Offer DescriptionThe workplace will be the LSCE ( ), a world-class institute on climate change research and Earth System modelling located on the plateau of Saclay, near Paris. It employs over 320 researchers from more than 30 different nationalities and diverse scientific disciplines. The student will be part of the MOSAIC (Modelling of Continental Surfaces and Interfaces) team in the LSCE and will be enrolled in the Doctoral School of Environmental Sciences of Île-de-France (SEIF) at the University of Paris-Saclay. This is a PhD program by Research and it benefits from a very dynamic research environment and world-class modelling infrastructure.

• Scientific background :

Gradual anthropogenic warming and parallel changes in the major global biogeochemical cycles are slowly pushing forest ecosystems into novel growing conditions, with uncertain consequences for ecosystem dynamics and climate. Short-term forest responses to warming, drought and increased atmospheric CO2 and nitrogen deposition are relatively well understood and skilfully simulated by process models. However, process-based understanding and confidence on model projections of carbon and water cycles weaken towards longer time scales and to the future, mainly because long-term observations of key processes by which long-lived trees die or adapt to the new growing conditions are lacking. In particular, long-term belowground forest responses are shrouded in mystery. Even more easily observable aboveground forest growth trends, such as the so-called tree-ring divergence from warming at cool northern latitudes or the apparent absence of sustained CO2 fertilisation of growth widely predicted by ecosystem models are difficult to explain with current field observations and experiments.The utilisation of tree-ring width, combined with their carbon (δ13C) and oxygen (δ18O) stable isotope composition, is increasingly recognized as a method to address the lack of direct observations on century-scale alterations in plant physiology and growth with global change.

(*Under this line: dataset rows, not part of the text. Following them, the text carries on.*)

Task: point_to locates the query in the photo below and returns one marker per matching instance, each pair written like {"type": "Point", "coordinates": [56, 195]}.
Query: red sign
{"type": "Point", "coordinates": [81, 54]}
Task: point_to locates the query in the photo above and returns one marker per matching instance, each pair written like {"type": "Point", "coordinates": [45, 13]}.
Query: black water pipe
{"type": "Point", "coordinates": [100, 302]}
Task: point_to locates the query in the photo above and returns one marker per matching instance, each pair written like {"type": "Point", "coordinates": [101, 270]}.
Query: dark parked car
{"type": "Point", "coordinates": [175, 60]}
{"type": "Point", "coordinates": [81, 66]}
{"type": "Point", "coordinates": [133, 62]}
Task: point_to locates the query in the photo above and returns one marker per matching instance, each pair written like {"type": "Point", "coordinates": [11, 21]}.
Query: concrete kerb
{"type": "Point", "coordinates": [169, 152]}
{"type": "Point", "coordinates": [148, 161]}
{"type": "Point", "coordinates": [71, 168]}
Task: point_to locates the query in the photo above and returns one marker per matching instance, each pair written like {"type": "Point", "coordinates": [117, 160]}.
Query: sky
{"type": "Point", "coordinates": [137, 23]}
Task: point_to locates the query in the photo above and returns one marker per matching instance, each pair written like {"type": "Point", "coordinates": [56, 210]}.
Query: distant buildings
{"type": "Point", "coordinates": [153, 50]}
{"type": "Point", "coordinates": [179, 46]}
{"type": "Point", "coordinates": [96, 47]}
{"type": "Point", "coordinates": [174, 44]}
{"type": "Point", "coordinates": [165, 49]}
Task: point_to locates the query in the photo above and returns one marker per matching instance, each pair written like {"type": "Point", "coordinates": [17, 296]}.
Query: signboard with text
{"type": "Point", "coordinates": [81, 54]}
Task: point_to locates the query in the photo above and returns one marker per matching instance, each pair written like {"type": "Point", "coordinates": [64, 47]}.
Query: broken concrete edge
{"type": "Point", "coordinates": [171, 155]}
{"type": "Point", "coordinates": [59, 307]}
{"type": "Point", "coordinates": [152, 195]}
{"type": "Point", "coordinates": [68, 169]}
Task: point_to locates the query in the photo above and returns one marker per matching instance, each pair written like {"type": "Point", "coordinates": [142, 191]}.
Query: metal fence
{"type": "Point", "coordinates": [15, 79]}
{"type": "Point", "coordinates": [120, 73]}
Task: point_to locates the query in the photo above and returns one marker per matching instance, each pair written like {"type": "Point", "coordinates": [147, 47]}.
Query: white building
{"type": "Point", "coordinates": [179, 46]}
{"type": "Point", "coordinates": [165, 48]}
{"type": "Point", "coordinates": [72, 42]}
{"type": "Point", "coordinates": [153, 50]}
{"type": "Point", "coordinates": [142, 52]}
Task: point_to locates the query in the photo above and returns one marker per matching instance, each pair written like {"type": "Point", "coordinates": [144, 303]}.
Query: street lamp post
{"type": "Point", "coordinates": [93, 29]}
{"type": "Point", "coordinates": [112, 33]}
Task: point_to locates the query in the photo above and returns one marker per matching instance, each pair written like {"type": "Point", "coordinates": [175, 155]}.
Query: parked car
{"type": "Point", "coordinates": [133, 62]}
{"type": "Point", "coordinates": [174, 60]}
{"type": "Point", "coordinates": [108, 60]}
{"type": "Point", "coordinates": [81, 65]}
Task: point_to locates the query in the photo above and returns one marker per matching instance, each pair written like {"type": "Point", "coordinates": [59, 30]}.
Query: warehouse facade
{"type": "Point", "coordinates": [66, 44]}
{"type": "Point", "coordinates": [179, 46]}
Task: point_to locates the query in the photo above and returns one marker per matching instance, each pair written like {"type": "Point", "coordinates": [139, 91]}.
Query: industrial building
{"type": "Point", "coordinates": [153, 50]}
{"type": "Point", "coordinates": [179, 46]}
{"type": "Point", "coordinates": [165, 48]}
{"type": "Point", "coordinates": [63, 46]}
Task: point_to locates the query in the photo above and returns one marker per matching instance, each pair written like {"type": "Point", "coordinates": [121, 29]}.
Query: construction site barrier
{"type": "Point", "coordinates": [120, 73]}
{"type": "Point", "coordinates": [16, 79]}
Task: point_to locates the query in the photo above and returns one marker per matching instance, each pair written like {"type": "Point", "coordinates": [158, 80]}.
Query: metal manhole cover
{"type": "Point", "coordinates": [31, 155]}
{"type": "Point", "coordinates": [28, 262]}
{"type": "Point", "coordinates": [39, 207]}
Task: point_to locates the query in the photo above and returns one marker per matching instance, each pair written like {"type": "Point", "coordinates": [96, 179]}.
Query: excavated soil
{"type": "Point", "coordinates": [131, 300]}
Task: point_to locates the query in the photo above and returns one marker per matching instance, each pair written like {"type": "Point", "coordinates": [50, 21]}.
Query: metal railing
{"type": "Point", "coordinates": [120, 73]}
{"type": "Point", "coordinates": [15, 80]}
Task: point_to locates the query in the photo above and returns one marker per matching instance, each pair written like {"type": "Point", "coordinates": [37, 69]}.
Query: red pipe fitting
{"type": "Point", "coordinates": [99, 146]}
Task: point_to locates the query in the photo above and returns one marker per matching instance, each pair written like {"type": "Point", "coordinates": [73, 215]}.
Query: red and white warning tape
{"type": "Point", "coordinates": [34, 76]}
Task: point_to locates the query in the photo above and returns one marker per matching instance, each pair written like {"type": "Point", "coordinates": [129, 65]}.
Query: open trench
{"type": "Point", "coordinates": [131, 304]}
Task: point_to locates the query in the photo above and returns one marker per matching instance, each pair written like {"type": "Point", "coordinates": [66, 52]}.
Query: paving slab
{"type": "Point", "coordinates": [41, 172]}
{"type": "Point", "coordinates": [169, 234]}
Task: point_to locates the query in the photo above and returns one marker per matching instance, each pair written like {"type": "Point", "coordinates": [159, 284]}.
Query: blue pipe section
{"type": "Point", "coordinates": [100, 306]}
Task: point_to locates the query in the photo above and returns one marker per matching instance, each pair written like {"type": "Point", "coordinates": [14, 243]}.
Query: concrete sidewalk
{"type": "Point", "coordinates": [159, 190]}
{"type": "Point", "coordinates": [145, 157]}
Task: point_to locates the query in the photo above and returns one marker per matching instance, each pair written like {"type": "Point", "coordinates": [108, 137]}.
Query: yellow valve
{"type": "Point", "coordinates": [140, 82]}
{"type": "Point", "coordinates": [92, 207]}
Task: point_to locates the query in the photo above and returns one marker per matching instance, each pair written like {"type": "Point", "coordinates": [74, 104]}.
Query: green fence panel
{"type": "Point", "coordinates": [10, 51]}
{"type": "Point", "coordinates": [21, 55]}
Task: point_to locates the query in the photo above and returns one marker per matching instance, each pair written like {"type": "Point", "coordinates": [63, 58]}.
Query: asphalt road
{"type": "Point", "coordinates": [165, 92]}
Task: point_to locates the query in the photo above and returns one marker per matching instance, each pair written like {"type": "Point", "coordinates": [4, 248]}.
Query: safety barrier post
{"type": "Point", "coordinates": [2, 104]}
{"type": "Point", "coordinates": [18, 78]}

This approach can be combined with readily available short-term satellite and eddy-covariance observations of forest growth and carbon and water fluxes over the past few decades to provide a consistent long-term benchmark for land surface models, a resource that is just beginning to be exploited. The ERC-funded project CATES is pioneering the field by developing a new cross-disciplinary framework to constrain climate projections by jointly improving the simulation of forest growth and water use efficiency (WUE; the ratio of photosynthesis to transpiration) at long time scales (decades to century) using novel observational standards for historical growth and physiology derived from tree-ring data.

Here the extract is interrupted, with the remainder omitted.